Given that Singaporeans live longer and how they work have changed, the self-reliance philosophy of the Central Provident Fund (CPF) remains as pertinent as ever, Senior Minister Lee Hsien Loong said on Saturday, Jul. 5.
He was speaking at Our Tampines Hub to mark the 70th anniversary of CPF with the launch of a commemorative book, and was joined by Manpower Minister Tan See Leng.
CPF, like other policies, has to be updated
During his speech, SM Lee said the government will have to adapt and update the CPF scheme to keep it "fit-for-purpose" for new generations.
Updating it reflects the changes in life expectancies, which have lengthened further, as well as society’s needs that have also evolved.
"Because there is never a once-for-all final solution. There is always a need to keep up with the times; always room to evolve and to improve," he said.
Each generation must fund own retirement needs, but govt will step in
SM Lee said each generation must provide for its own retirement needs in Singapore.
He also gave the assurance that the government will step in, when necessary.
"And if that is still not enough, the government will be there to help you," he said.
He noted that this approach of self-reliance might not work for all, which is why there are safeguards.
He noted that lower-income workers and housewives, who are not in the workforce, might not benefit fully from self-reliance, whereas it works for most people.

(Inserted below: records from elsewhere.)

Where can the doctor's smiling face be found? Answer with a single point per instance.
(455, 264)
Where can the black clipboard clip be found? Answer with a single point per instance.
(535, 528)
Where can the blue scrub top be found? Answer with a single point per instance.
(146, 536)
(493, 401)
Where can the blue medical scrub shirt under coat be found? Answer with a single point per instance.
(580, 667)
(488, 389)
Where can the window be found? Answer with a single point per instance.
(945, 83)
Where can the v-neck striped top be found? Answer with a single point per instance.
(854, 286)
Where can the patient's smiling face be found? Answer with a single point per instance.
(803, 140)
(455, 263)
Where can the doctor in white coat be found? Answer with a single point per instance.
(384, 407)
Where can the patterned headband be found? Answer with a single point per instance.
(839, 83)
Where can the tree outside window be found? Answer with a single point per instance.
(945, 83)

In cases that people do not benefit fully, targeted state support, such as the Workfare Income Supplement scheme, Silver Support Scheme and tax incentives to encourage voluntary CPF contributions from family members, will help supplement members' savings, he said.
Packages for the Pioneer, Merdeka and Majulah generations, and periodic top-ups, also help ensure intergenerational equity in a targeted way, he added.
“But the basic principle remains: you must try your best to provide for your own future needs. If that is still not enough, the government will be there to help you,” he added.
Tough decisions have to be made for CPF to work
SM Lee also said that "some very tough choices" were made in adjusting CPF rules and schemes over the last few decades as conditions changed.
He said all changes to the CPF system must be "carefully thought through".
One example was when the government had to cut employers’ contribution rates by 15 percentage points in 1985 after the economy dived into a "severe recession".
This was after the total CPF contribution rate of 50 per cent from both employees and employers was too high to sustain.
The process of cutting CPF contribution rates was repeated during the Asian Financial Crisis in 1997, and in the early 2000s after the Sep. 11, 2001 terrorist attacks in the United States.
Those crisis years saw Singapore fall into recession.
37 per cent total contribution rate reached in 2015
It was not until 2015 that the total contribution rate of 37 per cent was reached.
At this level. it was deemed about the "right level for the long term", SM Lee said.
Only a few ways to achieve retirement adequacy
He added that he was told by the late Lord Paul Myners, a British financial expert and UK city minister, who had reviewed UK insurance companies and pension funds, that there were only a few ways to achieve adequacy in retirement.
One way was to save more during working years.
The second was to spend less every month so that retirement savings can last longer.
And the third way was to retire later by working longer.
"There is no other painless way out," SM Lee said, noting that all countries are faced with these choices.
Despite the limitations and lack of more solutions, it is still possible to make balanced, practical and politically workable arrangements in these three dimensions, SM Lee said.
Singapore has delinked the CPF withdrawal age from retirement age.
Such a policy has made it easier to raise retirement and re-employment ages and to encourage workers to work longer, he said.
Many have chosen to continue working, perhaps in a lighter job, beyond the age of 63, which is the current national retirement age, he added.
The retirement age will be raised to 64 in 2026 and to 65 by 2030.
“The ethos of fairness and personal responsibility fosters the right attitudes towards work, retirement and active ageing,” he said.
This is in "sharp contrast" to the countries that have adopted pension systems paid for by the next generation of taxpayers, SM Lee pointed out.
The topic of pension reform becomes "politically very difficult" to broach in such instances, he added.
High trust in CPF
While there is "no perfect CPF system", Singaporeans are generally in a good state now, SM Lee said.
Today, public trust in the CPF is "very high", he noted.
There are even members who reach 65 years old, which is when CPF payouts start, who do not withdraw their CPF.
"Even when members reach 65, a significant minority do not make any withdrawals."
SM Lee said: "They are confident their money is safe, and they know that they are getting more than a fair deal."
70th anniversary CPF book downloadable now
SM Lee penned the foreword of a new book, "Save & Sound: 70 Years of CPF", which can be downloaded from CPF’s website.
It charts the organisation’s journey over the past seven decades and how the CPF system has evolved over the years.
CPF introduces new one-stop platform
CPF has also introduced a new one-stop financial guidance platform, Plan Life Ahead, Now! (PLAN), which was highlighted at the launch.
The platform allows members to access a personalised dashboard of financial planners in one place.
The personalised dashboard consolidates digital CPF planners, such as the retirement payout planner, home purchase planner and the health insurance planner.